Today, I finished my first project covering data types. I had to do a bit of researching to learn about data types and their specific values. I did learn a few things about the limits header, as covered in my project. I had trouble figuring out how to calculate the values needed in the way the examples did it, so I will need to look into that to make sure I can calculate correctly.

I have read through the rest of chapter 3 and some of chapter 4 up to this point. I have been dealing with time constraints between work and classes which has limited my progress slightly recently.

I have been viewing a few tutorials that Dalton recommended to me on Youtube for C++. They seem to be quite informative and helpful for some key concepts. The channel is “thenewboston” who releases a number of tutorials and lectures for numerous topics such as chemistry, math, and programming topics. On another note, I have been thinking about what type of concept to explore in my next project, which I will probably start very soon.

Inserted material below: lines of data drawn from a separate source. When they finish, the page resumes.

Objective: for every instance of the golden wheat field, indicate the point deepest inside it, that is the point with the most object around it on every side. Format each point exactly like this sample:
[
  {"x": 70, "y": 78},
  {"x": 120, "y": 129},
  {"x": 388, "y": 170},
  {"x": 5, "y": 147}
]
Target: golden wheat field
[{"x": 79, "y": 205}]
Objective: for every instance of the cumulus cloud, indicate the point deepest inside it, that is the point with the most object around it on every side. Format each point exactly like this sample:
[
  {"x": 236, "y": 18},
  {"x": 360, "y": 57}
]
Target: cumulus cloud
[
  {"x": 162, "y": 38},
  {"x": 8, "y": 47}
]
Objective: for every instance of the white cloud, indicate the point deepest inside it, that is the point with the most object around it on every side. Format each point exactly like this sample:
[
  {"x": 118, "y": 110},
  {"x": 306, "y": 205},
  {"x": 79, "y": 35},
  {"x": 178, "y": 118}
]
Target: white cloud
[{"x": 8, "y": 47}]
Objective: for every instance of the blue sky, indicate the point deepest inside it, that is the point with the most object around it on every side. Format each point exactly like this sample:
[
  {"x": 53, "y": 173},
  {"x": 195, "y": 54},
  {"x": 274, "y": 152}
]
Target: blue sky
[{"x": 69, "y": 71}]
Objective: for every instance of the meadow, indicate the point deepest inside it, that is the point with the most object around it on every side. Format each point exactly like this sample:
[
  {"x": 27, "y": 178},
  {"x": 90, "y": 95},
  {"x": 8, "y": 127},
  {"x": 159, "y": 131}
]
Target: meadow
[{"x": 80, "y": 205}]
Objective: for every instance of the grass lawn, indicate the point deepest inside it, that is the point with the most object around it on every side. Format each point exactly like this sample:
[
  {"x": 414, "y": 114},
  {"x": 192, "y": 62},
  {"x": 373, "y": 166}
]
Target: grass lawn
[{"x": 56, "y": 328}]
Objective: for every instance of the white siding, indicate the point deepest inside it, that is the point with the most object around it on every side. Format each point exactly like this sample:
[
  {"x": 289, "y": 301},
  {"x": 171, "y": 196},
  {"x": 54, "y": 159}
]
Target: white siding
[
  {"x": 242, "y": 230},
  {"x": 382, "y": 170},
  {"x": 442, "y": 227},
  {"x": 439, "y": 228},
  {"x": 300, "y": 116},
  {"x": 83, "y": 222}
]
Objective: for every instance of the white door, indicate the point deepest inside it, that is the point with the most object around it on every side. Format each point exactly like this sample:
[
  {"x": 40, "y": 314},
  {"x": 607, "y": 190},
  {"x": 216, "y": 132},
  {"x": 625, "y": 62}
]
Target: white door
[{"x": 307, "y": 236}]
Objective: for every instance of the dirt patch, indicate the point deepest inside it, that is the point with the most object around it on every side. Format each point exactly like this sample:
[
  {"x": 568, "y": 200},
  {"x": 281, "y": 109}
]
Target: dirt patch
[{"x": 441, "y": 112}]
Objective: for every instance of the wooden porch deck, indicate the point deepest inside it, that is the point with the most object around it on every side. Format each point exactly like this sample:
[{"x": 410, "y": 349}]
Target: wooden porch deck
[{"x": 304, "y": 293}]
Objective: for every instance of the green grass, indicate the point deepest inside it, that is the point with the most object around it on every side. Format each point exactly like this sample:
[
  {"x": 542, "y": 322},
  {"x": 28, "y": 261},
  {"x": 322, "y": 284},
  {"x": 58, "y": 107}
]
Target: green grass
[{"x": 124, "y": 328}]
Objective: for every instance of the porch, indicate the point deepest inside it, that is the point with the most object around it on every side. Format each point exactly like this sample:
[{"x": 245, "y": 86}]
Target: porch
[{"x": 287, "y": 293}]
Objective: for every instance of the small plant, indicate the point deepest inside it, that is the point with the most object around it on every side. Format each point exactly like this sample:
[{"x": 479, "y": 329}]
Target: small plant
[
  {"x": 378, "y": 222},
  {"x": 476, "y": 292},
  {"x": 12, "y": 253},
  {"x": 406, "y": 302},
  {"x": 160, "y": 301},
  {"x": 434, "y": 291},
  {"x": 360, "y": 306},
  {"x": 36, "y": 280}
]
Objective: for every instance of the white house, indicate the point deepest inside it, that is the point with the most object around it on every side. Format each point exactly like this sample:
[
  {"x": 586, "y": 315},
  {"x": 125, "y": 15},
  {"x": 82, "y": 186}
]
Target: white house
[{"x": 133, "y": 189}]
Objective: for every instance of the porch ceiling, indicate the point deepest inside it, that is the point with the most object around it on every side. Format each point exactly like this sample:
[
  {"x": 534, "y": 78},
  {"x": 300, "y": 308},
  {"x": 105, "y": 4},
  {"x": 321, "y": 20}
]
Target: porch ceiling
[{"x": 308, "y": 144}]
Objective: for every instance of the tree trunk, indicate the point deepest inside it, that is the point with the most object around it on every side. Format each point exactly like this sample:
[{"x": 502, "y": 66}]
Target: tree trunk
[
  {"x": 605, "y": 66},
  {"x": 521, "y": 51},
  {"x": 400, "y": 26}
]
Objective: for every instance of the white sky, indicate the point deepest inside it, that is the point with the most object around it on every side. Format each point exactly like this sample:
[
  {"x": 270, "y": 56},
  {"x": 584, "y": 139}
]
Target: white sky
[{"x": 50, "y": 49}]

A Multi-dimensional array is “an array of arrays”. It can be described as a table of values, or multi-variable, as compared to a normal array which only has one independent variable. All values have to be the same data type.

File Access in C is managed through using a FILE pointer with the fopen function. The modes for reading, writing, and appending are 'r', 'w', and 'a', respectively.

Similar to an array, structures handle a collection of variables, and can hold different data types. Structures can be used in more ways than arrays.

typedef is a declaration that can be used to define different variable types.

enum is a declaration used for variables that are limited to certain values.

union is similar to structures except all the fields are in one location.

Arguments are user-entered information (in the command line) when prompted, which are usually used for calculation or storage.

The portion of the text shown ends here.